In 2005, Regan served on the PPAI Leadership committee for a year, helping to identify future board member candidates. He says this one service opportunity had the biggest impact on his career. “I really got a good front row seat to see how PPAI works, what they need and how important volunteers are to them,” he says. 

Regan smiles with his wife, Jan. Above, right: Regan poses with his two daughters, Erin and Katie, at a Boston Red Sox game.

It was also impactful simply because of who he got to meet. “In those meetings, I am sitting to the left and right of industry leaders who I wouldn’t have gotten to know unless I volunteered on that committee,” Regan says. “By asking questions, I got to learn a lot and meet new people.” 

Regan says volunteering has changed the way he thinks. “I’ve always prided myself in thinking outside the box, but after attending PPAI committee meetings and talking to people, I realized the box is always bigger than you think it is,” he says. 
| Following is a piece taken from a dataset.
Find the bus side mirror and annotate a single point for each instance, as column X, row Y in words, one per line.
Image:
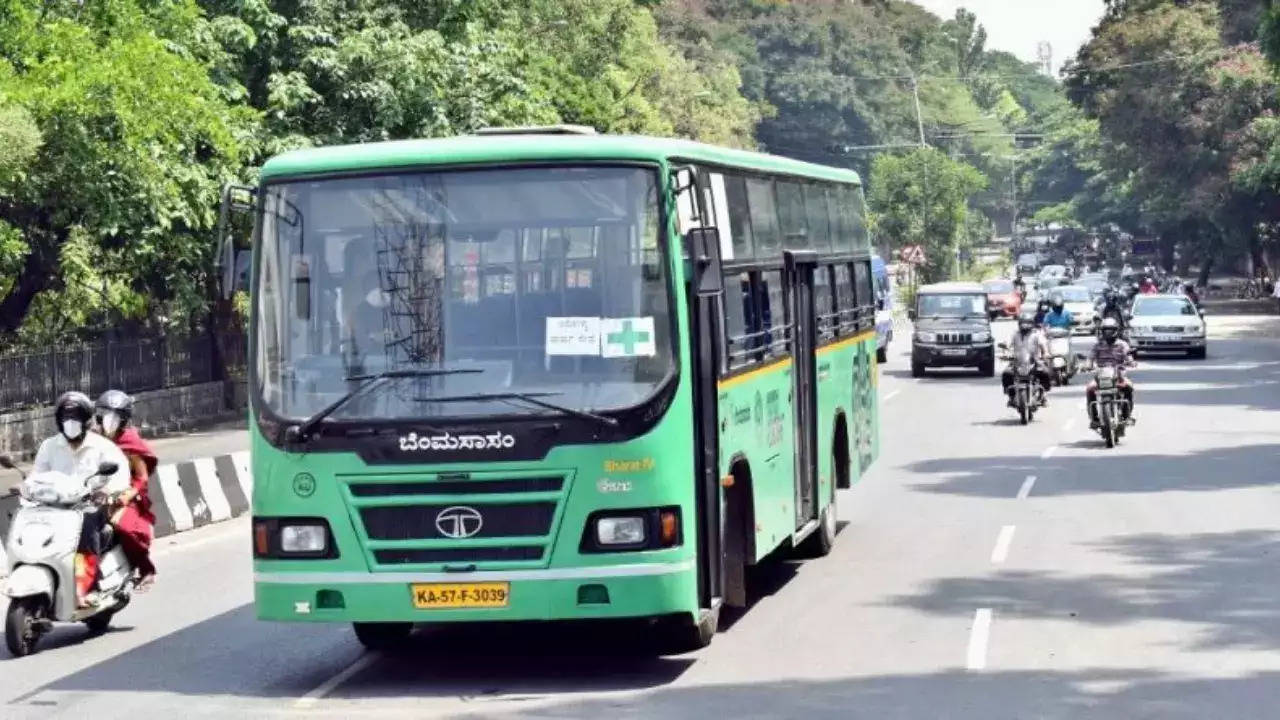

After giving his time, Regan says he never leaves empty-handed. “More people and more ideas—that’s what keeps me coming back for more,” he says. 

Nominator Kelli Denes, MAS, director of business development for The Vernon Company, says, “He is compassionate and diligent about helping anyone and everyone when they need it. He is known for being the first to arrive and the last to leave and the same can be said for his work and volunteering. The part that always amazes me, he does it effortlessly and can do it before most people can even think about it. He takes action like no one I’ve ever seen.” 

If he could start his career over, Regan says he would read more. “I don’t read,” he says. “I can read, but it’s not something I find joy in doing. I don’t advocate that for anybody. I would read more books about selling and managing. I envy people who read to educate themselves in addition to reading for pleasure and relation.”

For those looking to become better industry volunteers, Regan says don’t overcommit. In other words, figure out what you’re good at and do it 100%. “If volunteering is a part of your plan, put it in your schedule so that it doesn’t become an afterthought and you’ll be better at it,” he says. “Know what your mission is. You’ve got to share and contribute. Volunteering is a two-way street. When you give, you get it back.”

Regan also ran for the PPAI board twice. “I lost twice, so I am a two-time loser—is what I used to say,” he says. “But after each defeat, I was the first one raising my hand to do something else. There was a time when I needed to step away from volunteering for a few years.” 

Regan called those years were “terrible.”

“When I was not volunteering for PPAI, I felt a little lost and disconnected,” he says. “If you want to learn, stay connected to the industry and meet new people, raise your hand.”  


Valdez is an associate editor at PPAI.